University Suckers

Thursday, February 07, 2008

A Glimpse Of Hope

If you've read my blog in the past, you may have noticed a sense of pessimism when I write about the future of our nation, philosophy, or society; most of the time my worries are not completely unfounded. However, in light of a couple of new discoveries at Florida Gulf Coast University, I'm beginning to think more positively about the future of philosophy, I'll tell you why:

Last week I was fumbling around the philosophy section of the library, searching for objectivist readings. While doing this I felt like I was wasting my time; who carries objectivist books? Hell, aside from Atlas Shrugged & The Fountainhead, the public libraries (who are on an inter-library loan system) didn't have any. Then I saw the section dedicated to Ayn Rand. It contained books I've never even heard about, around twenty CD's, Introduction to Objectivist Ethics, and - for what I've found the biggest benefit from it so far - The Glossary for Objectivist Terms and Definitions. Every single one of those items were donated to Florida Gulf Coast University by a couple named Jim & Kathryn Eickhoff-Smith. In the front of every book it says:

"Given in honor of Ayn Rand, novelist and philosopher."
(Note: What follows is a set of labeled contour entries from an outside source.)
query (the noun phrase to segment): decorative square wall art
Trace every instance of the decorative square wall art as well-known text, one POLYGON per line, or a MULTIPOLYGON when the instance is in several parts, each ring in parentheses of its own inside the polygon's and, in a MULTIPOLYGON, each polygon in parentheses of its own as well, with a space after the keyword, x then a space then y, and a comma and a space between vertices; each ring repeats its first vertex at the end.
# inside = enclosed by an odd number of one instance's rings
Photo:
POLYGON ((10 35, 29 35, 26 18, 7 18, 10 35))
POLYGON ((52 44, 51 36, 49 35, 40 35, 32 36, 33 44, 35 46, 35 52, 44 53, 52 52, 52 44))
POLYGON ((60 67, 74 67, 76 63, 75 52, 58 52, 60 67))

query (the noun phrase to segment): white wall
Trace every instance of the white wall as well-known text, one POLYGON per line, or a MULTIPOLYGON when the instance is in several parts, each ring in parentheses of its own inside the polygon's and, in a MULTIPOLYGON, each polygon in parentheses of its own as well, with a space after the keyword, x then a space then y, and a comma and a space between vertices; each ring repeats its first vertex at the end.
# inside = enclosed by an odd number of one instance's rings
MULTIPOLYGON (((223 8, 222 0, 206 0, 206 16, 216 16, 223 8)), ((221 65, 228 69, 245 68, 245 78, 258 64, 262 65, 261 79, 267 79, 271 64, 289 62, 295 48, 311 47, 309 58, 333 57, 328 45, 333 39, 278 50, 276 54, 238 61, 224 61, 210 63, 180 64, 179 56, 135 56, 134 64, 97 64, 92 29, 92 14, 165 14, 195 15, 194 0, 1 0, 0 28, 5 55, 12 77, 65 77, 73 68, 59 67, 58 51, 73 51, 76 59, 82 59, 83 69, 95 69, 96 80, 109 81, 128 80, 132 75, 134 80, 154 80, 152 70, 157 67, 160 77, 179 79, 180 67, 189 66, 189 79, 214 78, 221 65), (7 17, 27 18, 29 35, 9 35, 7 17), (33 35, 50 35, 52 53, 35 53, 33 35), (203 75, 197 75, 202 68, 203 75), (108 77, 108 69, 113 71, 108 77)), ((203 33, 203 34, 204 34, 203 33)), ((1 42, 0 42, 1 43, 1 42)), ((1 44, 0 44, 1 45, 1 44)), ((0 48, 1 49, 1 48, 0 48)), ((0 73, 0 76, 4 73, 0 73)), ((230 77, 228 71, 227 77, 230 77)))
Apparently the Eickhoff-Smith's didn't want to stop with donating literature. I was on the first floor of the library today and saw a booth donated by them in dedication to Ayn Rand as well. What's really particular is that I do not remember the books or the booth being dedicated to Rand last semester; I'm guessing that all of these contributions occured within the recent past and I can't but help to wonder if the Eickhoff-Smith's will be donating more things in the future.

This next issue may be the most significant. I was in my Macroeconomics class a week ago and showed up to class about a half-an-hour early. My teacher was already there, so naturally we struck up some free-market conversation. Out of the blue she asks "Do you read Rand?" I almost jumped out of my seat. She continues, "You have to meet my colleague, I'll get you two together." She runs out to her car and on the way back to the classroom bumps into the professor she way telling me about and tells him to stop by the classroom so we can talk. He shows up about ten minutes after class is in session and I go out of the classroom to talk with him. What he told me may blow your mind (because it did to me): after some introductions and small talk he informed me that BB&T is on its way to giving a grant to FGCU to teach "The Moral Foundations of Capitalism" as an economics course! To think that this university, as small as it is, can have such a solid beginning (its inception was barely ten years ago) in the realm of modern academia, is amazing.

Who knows what's next? I have a feeling that the best is yet to come.